- Died: bef. 1166
- Other name: Rohese de Monemue
- Spouse: Baderon of Monmouth
- Children: Gilbert fitzBaderon; Rohese of Monmouth; Payn; Robert;
- Parents: Gilbert Fitz Richard (father); Adeliza de Clermont (mother);
- Relatives: Gilbert de Clare, 1st Earl of Pembroke (brother); Walter fitzGilbert de Clare (brother);

= Rohese de Clare =

Anglo-Norman noblewoman (died before 1166)

Rohese de Clare (bef. 1166) was a member of the wealthy and powerful Anglo-Norman de Clare family, and a strong patron of Monmouth Priory.

== Life ==
Rohese was a daughter of Gilbert Fitz Richard de Clare (c. 1066–c. 1117) and Adeliza de Clermont. Her father was an influential Anglo-Norman baron who was granted the Lordship of Cardigan, in Wales c. 1107–1111. Her paternal grandmother Rohese Giffard was one of the few women mentioned in the 1086 Domesday Book as holding land in her own right.

Around 1130, Rohese married Baderon fitzWilliam of Monmouth. Her father being already dead by that date, the wedding was celebrated at Striguil Castle (Chepstow), the stronghold of her brother Gilbert Fitz Gilbert de Clare, who gave the bride away.

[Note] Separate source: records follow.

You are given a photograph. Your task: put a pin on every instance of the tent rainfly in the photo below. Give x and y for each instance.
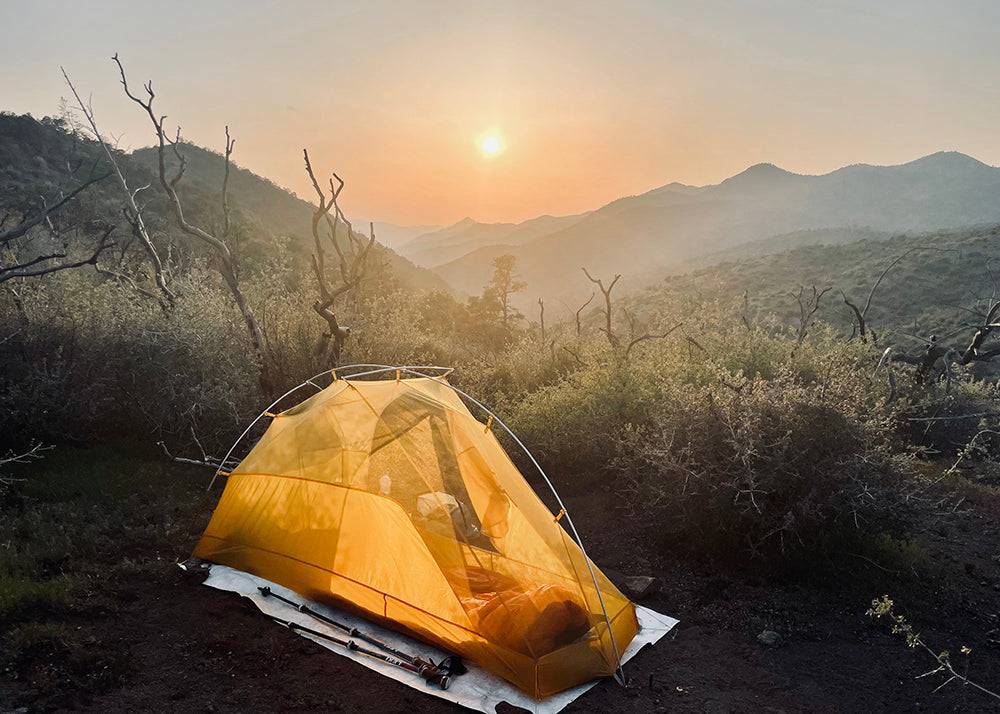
(388, 498)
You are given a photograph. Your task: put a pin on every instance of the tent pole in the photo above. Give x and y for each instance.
(619, 674)
(418, 371)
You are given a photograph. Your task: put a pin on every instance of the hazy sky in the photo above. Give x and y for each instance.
(590, 100)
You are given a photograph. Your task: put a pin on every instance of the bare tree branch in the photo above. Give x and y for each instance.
(222, 257)
(134, 215)
(612, 339)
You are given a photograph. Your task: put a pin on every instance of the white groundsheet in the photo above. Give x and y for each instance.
(477, 689)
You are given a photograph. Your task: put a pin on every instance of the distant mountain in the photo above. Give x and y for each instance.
(393, 236)
(644, 236)
(446, 244)
(270, 210)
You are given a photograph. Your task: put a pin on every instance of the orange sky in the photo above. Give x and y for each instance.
(590, 101)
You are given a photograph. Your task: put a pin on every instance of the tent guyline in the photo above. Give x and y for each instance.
(386, 494)
(439, 675)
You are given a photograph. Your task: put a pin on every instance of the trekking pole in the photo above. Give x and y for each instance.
(426, 670)
(352, 631)
(454, 666)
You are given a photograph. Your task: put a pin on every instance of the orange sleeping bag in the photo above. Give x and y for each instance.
(531, 618)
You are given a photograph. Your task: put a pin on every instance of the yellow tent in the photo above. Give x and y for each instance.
(388, 498)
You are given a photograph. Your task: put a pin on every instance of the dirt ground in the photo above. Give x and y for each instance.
(164, 643)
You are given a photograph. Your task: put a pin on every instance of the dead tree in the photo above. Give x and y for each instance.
(581, 309)
(541, 318)
(861, 314)
(808, 307)
(23, 255)
(638, 333)
(131, 212)
(221, 256)
(351, 263)
(606, 291)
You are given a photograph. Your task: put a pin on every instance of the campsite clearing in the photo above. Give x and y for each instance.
(133, 633)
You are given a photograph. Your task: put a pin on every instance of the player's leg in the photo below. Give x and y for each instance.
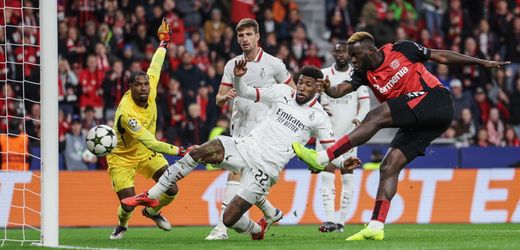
(378, 118)
(123, 184)
(328, 195)
(232, 187)
(347, 190)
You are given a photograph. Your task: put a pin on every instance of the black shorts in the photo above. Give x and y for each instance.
(421, 117)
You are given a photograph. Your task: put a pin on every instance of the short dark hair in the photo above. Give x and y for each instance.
(247, 23)
(311, 71)
(135, 74)
(360, 37)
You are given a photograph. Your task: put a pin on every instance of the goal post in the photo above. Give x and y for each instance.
(49, 123)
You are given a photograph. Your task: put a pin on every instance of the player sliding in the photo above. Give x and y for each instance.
(137, 149)
(412, 99)
(261, 156)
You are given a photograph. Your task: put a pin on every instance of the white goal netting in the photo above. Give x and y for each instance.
(20, 122)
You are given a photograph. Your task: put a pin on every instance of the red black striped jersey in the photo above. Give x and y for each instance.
(401, 72)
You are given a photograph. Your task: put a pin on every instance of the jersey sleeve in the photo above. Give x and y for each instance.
(227, 77)
(132, 126)
(413, 51)
(358, 80)
(154, 71)
(281, 74)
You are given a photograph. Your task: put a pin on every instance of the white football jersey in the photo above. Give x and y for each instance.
(345, 108)
(264, 71)
(287, 122)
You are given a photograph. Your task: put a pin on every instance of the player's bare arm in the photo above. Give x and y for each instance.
(335, 91)
(452, 57)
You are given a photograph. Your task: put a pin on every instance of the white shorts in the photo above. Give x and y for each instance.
(240, 156)
(351, 153)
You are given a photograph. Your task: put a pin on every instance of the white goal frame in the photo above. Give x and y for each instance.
(49, 123)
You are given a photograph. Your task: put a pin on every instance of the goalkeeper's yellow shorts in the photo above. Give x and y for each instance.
(122, 173)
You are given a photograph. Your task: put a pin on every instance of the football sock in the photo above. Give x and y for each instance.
(267, 208)
(379, 215)
(174, 173)
(164, 200)
(123, 216)
(245, 224)
(232, 188)
(328, 194)
(340, 147)
(346, 197)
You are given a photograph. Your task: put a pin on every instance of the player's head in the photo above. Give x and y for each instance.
(139, 87)
(307, 85)
(339, 52)
(247, 34)
(362, 50)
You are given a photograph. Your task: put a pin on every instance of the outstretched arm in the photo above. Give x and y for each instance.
(452, 57)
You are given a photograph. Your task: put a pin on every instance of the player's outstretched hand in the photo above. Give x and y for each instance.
(351, 163)
(495, 64)
(240, 67)
(324, 83)
(164, 32)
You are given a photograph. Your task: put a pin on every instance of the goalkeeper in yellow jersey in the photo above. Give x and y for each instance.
(137, 148)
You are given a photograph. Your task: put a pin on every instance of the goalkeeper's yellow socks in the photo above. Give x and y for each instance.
(164, 200)
(123, 216)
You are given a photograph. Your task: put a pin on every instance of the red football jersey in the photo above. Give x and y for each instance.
(401, 72)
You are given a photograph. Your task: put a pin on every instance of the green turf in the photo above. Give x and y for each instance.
(489, 236)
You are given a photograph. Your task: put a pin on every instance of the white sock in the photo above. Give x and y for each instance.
(173, 174)
(232, 188)
(328, 194)
(267, 208)
(346, 196)
(245, 224)
(323, 158)
(376, 225)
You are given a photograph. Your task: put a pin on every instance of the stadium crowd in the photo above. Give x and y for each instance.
(101, 42)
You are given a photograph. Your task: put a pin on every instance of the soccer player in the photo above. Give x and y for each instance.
(264, 71)
(137, 148)
(261, 156)
(412, 99)
(345, 113)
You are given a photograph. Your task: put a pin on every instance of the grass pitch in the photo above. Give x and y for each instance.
(440, 236)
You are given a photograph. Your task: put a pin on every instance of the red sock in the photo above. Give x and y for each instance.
(381, 210)
(340, 147)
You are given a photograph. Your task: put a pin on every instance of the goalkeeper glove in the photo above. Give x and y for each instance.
(164, 33)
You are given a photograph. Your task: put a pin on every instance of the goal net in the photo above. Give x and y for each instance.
(22, 128)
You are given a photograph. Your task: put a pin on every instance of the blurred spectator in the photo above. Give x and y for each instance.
(281, 9)
(465, 129)
(190, 77)
(214, 27)
(482, 138)
(196, 130)
(91, 82)
(461, 99)
(455, 23)
(494, 127)
(14, 147)
(67, 86)
(513, 52)
(242, 9)
(510, 138)
(340, 19)
(76, 154)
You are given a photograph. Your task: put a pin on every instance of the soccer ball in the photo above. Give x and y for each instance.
(101, 139)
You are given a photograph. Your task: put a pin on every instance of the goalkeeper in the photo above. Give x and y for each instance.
(137, 148)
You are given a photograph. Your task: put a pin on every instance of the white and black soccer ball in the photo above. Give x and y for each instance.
(101, 139)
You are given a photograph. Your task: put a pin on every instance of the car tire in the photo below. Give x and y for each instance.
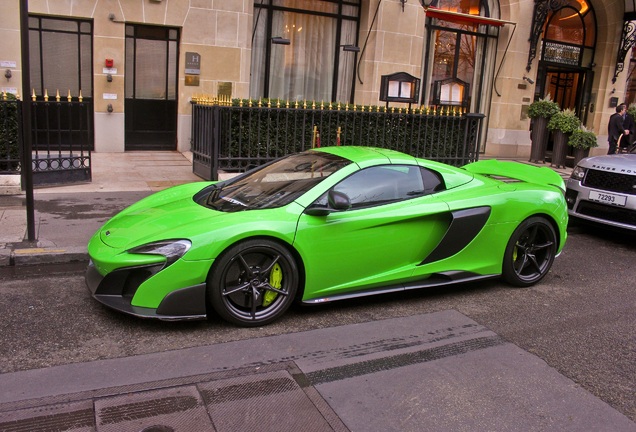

Rohese is most notable for her generosity to Monmouth Priory beginning soon after her marriage. As a married woman she acted through her husband, who records in the charter that the gifts were made "by myself and my wife, at her request ... at the Feast of All Saints on the same day on which she was married to me at Striguil". The gift was put into effect "on the Feast of St. Martin next following" at a ceremony at Monmouth attended by Rohese's brothers Walter and Gilbert and by Gilbert's wife Isabel de Beaumont (a former mistress of Henry I). The gift consisted of a tithe of the regular revenues of the town of Monmouth, to be paid in installments three times each year. In 1144, Rohese and Baderon made further donations to Monmouth Priory.

== Family ==
Together Rohese and Baderon had four recorded children. Gilbert fitzBaderon succeeded his father as lord of Monmouth. Rohese of Monmouth married Hugh de Lacy, Lord of Meath about 1155 and had eight children. She continued her mother's support of Monmouth Priory. Less is known about their sons Payn (fl. 1144) and Robert (fl. 1144).